Life has never been the same since then. Everything is different. The main thing that I feel has changed since my mom died is the lack of a home base. I’m still very close with my family, closer even than before, but there is something about your mom. Moms are like the lighthouse, bringing everyone safely home. Peace. Calm. Home.
Yesterday, Will and I were outside and hooked up with our neighbours. We all went to the park and the kids ran around with Asta (yup – dog sitting again!). On the walk home, we met up with more neighbours and chatted for a bit. Then I had to run in because I had a chicken in the oven (you can all stop laughing now). When we opened the door, the smell of roasted chicken hit me and I was overcome with this visceral feeling. I immediately started to cry.

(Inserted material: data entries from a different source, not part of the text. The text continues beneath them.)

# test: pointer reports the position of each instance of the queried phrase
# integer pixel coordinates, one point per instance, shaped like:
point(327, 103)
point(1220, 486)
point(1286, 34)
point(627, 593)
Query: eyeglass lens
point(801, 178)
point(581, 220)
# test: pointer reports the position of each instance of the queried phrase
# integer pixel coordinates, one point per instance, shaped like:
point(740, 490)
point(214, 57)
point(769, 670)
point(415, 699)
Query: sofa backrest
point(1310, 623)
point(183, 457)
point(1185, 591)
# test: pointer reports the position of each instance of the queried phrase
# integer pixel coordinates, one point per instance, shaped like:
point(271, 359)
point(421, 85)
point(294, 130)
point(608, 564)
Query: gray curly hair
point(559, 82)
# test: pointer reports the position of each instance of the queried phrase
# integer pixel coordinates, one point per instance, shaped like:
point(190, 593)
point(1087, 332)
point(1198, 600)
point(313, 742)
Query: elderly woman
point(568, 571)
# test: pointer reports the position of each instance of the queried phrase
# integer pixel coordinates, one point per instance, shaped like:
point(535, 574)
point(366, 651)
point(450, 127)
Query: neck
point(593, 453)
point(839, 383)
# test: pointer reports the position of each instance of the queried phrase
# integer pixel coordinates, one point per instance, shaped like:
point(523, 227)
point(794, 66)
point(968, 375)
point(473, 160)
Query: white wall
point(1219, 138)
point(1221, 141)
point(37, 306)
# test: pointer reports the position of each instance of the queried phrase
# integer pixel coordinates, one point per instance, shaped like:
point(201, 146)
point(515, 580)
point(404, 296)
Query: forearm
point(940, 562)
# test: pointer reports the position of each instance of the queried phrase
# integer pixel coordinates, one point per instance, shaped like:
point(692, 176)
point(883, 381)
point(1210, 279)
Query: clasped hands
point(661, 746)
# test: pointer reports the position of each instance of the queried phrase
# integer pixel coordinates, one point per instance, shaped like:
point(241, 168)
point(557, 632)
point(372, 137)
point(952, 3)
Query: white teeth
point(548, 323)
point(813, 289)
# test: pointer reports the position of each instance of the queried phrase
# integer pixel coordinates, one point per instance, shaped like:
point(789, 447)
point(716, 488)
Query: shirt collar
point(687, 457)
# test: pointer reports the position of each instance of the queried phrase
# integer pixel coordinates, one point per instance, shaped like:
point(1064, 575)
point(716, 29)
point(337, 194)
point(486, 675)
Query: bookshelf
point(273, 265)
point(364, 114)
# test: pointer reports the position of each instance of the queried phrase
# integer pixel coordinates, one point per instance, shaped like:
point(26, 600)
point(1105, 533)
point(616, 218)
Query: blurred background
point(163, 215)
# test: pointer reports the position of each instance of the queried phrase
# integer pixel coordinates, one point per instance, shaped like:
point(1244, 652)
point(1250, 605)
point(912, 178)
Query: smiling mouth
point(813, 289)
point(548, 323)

It smelled like my mom’s home. Home base. Sunday dinners. Lugging my laundry into my parent’s house. Comfort food in the oven. Golf on the television. Family coming in one by one. Home. My home that doesn’t exist anymore except in the memories that a roasted chicken can bring.
After I pulled it together, I made the rest of the dinner, turned on some music and ate with my boy. We never had music at our house for Sunday dinners. I think my dad’s head would have exploded at the suggestion. We talked about our weekend, Asta (yes, I assured him that dog’s do have lungs?), and head grooved to some Josh Ritter. In our home. At our table.
And I realized that home bases have to move sometimes. And people who relied on home bases become someone else’s home base. And life moves forward. Differently. Not the way you expected. But pretty amazingly all the same.
Kath says
Ahh…Sara.
I’ve been feeling the lack of that exact same emotional grounding lately myself. I once read you never truly grow up until your mother dies.
I wish I never had to grow up.
Tracey says
It’s amazing how things shift in ways you hadn’t even noticed until they’re… shifted. You’ve got your own place to go to, to sink into. You’re AT homebase. You ARE the lighthouse. Lovely, you… xox
Shirley says
Sara,
You hit the nail on the head. Mum died in 97 and you are so right when you say something is missing, the anchor, the home base, the one who tells you what is happening with family friends, and what’s happening. Plus she was the one you could always fall back to.. It is such a loss and for me cooking does bring me fond memories and that comfort feeling.
Great article and thanks for sharing. Brought tears to my eyes.. Sending you a big hug!
Christine says
Oh wow. The smell of roast chicken. I can smell it now and yes – it elicits memories of when I was little. That distinct smell of Sundays growing up.
My dad would go through the carcass and eat the leftover good meat while he watched 60 Minutes and my sisters and I would fight over the wishbone.
It’s funny…as I read this I realized that my home is home base for our families.
My sister and her daughter stay with me when they come from out west.
Birthday celebrations for our (divorced) parents happen at my house.
Sunday dinners happen at our house.
Christmas dinner happens at our house.
When my brother in law died in September – we all congregated at my house…
I never realized it until I read this post.